Watchdog在初始化时,监听了5个公共线程,分别为:

  • MainThread
  • FgThread
  • UiThread
  • IoThread
  • DisplayThread WatchDog在init方法中注册了对重启广播的监听: java public void init(Context context, ActivityManagerService activity) { mResolver = context.getContentResolver(); mActivity = activity; context.registerReceiver(new RebootRequestReceiver(), new IntentFilter(Intent.ACTION_REBOOT), android.Manifest.permission.REBOOT, null); }

WatchDog中有public方法:

/** * 添加要监控的服务 */
public void addMonitor(Monitor monitor) {
        synchronized (this) {
            if (isAlive()) {
                throw new RuntimeException("Monitors can't be added once the Watchdog is running");
            }
            mMonitorChecker.addMonitor(monitor);
        }
    }

/** * 添加要监控的线程 */
public void addThread(Handler thread) {
       addThread(thread, DEFAULT_TIMEOUT);
}

一个服务要想被WatchDog监控,必须实现Monitor接口,定义如下:

public interface Monitor {
    void monitor();
}

若要监控线程的消息队列,通过。

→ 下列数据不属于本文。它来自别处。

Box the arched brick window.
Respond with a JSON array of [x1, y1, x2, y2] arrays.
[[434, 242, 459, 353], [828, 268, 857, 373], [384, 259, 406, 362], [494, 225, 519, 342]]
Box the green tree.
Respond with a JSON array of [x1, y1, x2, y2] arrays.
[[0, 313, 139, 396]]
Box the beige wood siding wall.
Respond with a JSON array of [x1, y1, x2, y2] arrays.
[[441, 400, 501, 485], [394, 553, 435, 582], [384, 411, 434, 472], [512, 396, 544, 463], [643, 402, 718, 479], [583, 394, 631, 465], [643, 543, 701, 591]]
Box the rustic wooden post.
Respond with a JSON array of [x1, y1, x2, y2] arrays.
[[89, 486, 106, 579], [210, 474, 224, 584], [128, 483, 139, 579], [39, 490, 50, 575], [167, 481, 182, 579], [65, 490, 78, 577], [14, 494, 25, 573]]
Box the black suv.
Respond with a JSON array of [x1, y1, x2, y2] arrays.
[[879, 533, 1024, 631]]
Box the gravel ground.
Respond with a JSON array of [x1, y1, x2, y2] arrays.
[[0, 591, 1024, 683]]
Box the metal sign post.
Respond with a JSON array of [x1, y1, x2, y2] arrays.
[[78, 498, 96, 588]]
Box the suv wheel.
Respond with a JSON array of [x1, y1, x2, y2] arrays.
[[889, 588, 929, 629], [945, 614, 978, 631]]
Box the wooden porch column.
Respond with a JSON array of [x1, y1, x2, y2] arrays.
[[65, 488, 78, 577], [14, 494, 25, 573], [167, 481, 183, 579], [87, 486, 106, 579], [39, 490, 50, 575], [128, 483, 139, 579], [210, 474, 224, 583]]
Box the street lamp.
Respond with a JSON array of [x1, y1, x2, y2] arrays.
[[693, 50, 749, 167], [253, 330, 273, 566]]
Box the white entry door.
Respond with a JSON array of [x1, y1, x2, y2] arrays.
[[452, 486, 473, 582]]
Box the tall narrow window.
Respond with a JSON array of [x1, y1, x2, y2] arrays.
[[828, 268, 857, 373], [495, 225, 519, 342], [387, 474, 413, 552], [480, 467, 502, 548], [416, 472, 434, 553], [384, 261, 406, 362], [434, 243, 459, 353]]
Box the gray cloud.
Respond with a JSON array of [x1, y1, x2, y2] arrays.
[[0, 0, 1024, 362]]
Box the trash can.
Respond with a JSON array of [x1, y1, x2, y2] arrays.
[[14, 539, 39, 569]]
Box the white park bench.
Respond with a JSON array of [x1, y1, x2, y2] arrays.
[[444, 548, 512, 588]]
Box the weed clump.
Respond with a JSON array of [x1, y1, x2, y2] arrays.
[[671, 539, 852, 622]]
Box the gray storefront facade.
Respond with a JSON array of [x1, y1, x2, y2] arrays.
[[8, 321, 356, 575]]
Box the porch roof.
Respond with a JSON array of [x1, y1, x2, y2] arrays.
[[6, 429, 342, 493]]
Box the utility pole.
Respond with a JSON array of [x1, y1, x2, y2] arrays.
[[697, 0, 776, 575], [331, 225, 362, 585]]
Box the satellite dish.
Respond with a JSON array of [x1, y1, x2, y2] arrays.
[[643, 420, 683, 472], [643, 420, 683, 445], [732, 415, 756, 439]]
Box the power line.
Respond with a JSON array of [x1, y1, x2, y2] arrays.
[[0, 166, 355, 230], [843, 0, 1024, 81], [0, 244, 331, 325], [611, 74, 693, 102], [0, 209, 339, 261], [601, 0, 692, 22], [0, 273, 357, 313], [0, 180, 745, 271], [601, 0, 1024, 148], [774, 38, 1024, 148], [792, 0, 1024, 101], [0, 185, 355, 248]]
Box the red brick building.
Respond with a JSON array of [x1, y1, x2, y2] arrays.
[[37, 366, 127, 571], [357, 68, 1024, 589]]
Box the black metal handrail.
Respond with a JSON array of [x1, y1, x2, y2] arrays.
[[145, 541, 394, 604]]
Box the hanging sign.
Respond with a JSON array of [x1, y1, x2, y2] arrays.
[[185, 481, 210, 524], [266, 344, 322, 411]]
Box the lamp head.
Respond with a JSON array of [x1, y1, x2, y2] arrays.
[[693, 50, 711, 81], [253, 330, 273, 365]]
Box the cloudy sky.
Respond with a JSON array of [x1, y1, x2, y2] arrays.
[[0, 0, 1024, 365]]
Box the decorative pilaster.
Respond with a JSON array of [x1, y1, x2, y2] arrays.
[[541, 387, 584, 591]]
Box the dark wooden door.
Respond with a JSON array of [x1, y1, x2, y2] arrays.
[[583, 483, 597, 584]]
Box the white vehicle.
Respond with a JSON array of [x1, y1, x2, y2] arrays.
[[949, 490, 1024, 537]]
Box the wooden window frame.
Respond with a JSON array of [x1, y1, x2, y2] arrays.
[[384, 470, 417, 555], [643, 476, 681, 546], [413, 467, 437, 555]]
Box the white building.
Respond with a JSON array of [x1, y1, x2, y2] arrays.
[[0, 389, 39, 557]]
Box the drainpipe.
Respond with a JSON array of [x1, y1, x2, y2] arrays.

调用WatchDog的addThread即可。

三. 原理分析

  1. WatchDog内部类

    public final class HandlerChecker implements Runnable {
        private final Handler mHandler;
        private final String mName;
        private final long mWaitMax;
        private final ArrayList<Monitor> mMonitors = new ArrayList<Monitor>();
        private boolean mCompleted;
        private Monitor mCurrentMonitor;
        private long mStartTime;
    
        HandlerChecker(Handler handler, String name, long waitMaxMillis) {
            mHandler = handler;
            mName = name;
            mWaitMax = waitMaxMillis;
            mCompleted = true;
        }
    
        public void addMonitor(Monitor monitor) {
            mMonitors.add(monitor);
        }
        ...
    }
    

    线程死锁最终通过WatchDog的内部类HandlerChecker 实现的,具体分析其中重要的变量:

  2. Handler mHandler:表示当前要监控的线程Handler

  3. long mWaitMax:要等待的时间,等待mWaitMax之后要是还没返回则视为超时

  4. ArrayList mMonitors:一个HandlerChecker对象可监控多个线程的死锁,需要注意的是,一个HandlerChecker内部所监控所有的线程都运行在同一个Handler上,即mHandler。

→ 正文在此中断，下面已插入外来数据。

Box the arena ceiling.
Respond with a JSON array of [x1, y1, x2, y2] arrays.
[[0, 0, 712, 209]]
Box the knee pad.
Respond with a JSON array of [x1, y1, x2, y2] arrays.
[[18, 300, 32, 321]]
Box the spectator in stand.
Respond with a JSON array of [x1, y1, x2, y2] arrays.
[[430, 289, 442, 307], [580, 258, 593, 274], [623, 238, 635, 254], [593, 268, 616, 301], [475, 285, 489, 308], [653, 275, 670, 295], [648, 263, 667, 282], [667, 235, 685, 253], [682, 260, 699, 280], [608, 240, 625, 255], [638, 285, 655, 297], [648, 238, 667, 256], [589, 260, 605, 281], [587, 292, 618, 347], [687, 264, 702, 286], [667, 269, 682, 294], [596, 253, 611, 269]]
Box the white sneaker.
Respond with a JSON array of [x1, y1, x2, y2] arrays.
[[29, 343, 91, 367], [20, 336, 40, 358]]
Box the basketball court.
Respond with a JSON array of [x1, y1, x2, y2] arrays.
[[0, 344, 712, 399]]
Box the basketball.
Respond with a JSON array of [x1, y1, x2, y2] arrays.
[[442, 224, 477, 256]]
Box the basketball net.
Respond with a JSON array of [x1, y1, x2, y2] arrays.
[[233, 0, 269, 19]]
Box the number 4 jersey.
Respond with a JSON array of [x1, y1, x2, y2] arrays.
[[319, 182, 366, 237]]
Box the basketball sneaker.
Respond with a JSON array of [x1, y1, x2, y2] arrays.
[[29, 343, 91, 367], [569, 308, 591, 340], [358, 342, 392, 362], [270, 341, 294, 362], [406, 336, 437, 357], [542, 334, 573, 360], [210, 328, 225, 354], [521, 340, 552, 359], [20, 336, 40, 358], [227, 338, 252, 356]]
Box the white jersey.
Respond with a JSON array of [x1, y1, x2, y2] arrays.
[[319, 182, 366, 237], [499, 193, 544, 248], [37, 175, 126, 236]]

一个线程要想通过HandlerChecker来监控死锁,有两种方式:
方法一 . 实现interface Monitor接口,通过尝试获取当前线程的锁来监控线程运行状态,用这种方法监控的线程必须运行在指定的线程上。
方法二 . 该方法可监控任意线程的,通过监控线程Handler的MessageQueue的状态来判断当前消息循环是否正常运行。
以上两个方法的区别在于添加监控和判断死锁的方法不同,大体上是一致的,下面详细分析两种方法。

方法1:
Monitor的接口如下:

public interface Monitor {
        void monitor();
    }

一般的实现方式为:

 public void monitor() {
        synchronized (this) { }
 }

WatchDog内部已经实现了一个HandlerChecker:

       mMonitorChecker = new HandlerChecker(FgThread.getHandler(),
                "foreground thread", DEFAULT_TIMEOUT);

该HandlerChecker会加入到WatchDog的final ArrayList mHandlerCheckers = new ArrayList<>()中。

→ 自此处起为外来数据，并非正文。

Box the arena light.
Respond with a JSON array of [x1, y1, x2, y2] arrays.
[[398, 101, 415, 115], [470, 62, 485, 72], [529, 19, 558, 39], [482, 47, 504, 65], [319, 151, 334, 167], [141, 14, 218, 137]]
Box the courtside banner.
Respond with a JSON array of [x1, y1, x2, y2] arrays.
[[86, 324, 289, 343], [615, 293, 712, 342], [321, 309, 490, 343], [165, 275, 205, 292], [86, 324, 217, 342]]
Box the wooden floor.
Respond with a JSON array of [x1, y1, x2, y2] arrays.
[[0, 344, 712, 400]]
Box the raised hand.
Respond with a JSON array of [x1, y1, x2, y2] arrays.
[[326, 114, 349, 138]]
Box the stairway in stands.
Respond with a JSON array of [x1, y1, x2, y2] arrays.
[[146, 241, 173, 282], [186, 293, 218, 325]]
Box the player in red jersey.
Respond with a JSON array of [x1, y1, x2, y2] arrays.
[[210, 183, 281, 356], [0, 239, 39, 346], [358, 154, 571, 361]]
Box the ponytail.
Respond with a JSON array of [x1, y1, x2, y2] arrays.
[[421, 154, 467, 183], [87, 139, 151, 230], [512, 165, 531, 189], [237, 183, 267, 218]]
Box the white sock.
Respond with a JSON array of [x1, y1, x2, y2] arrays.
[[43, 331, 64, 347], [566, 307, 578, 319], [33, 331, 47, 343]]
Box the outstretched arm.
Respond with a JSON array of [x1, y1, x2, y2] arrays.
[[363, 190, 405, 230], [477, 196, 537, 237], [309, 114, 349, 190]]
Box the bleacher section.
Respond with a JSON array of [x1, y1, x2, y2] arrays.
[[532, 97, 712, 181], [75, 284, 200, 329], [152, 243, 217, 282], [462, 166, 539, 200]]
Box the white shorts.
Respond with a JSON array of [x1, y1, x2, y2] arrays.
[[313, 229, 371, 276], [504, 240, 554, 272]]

通过Monitor监控的线程,必须运行在FgThread中。

线程先实现Monitor接口,然后通过WatchDongle中的addMonitor将自身加入到mMonitorChecker 中。AMS就是通过这种方式监控线程死锁的。

  public void addMonitor(Monitor monitor) {
        synchronized (this) {
            if (isAlive()) {
                throw new RuntimeException("Monitors can't be added once the Watchdog is running");
            }
            mMonitorChecker.addMonitor(monitor);
        }
    }

方法2:
该方法通过addThread的方式将目标线程加入到WatchDog监控,方法如下:

 public void addThread(Handler thread, long timeoutMillis) {
        synchronized (this) {
            if (isAlive()) {
                throw new RuntimeException("Threads can't be added once the Watchdog is running");
            }
            final String name = thread.getLooper().getThread().getName();
            mHandlerCheckers.add(new HandlerChecker(thread, name, timeoutMillis));
        }
    }

可见,该方法新建了一个HandlerChecker对象,然后加入到WatchDog的mHandlerCheckers中,WatchDog会对所有的HandlerChecker做统一死锁检查。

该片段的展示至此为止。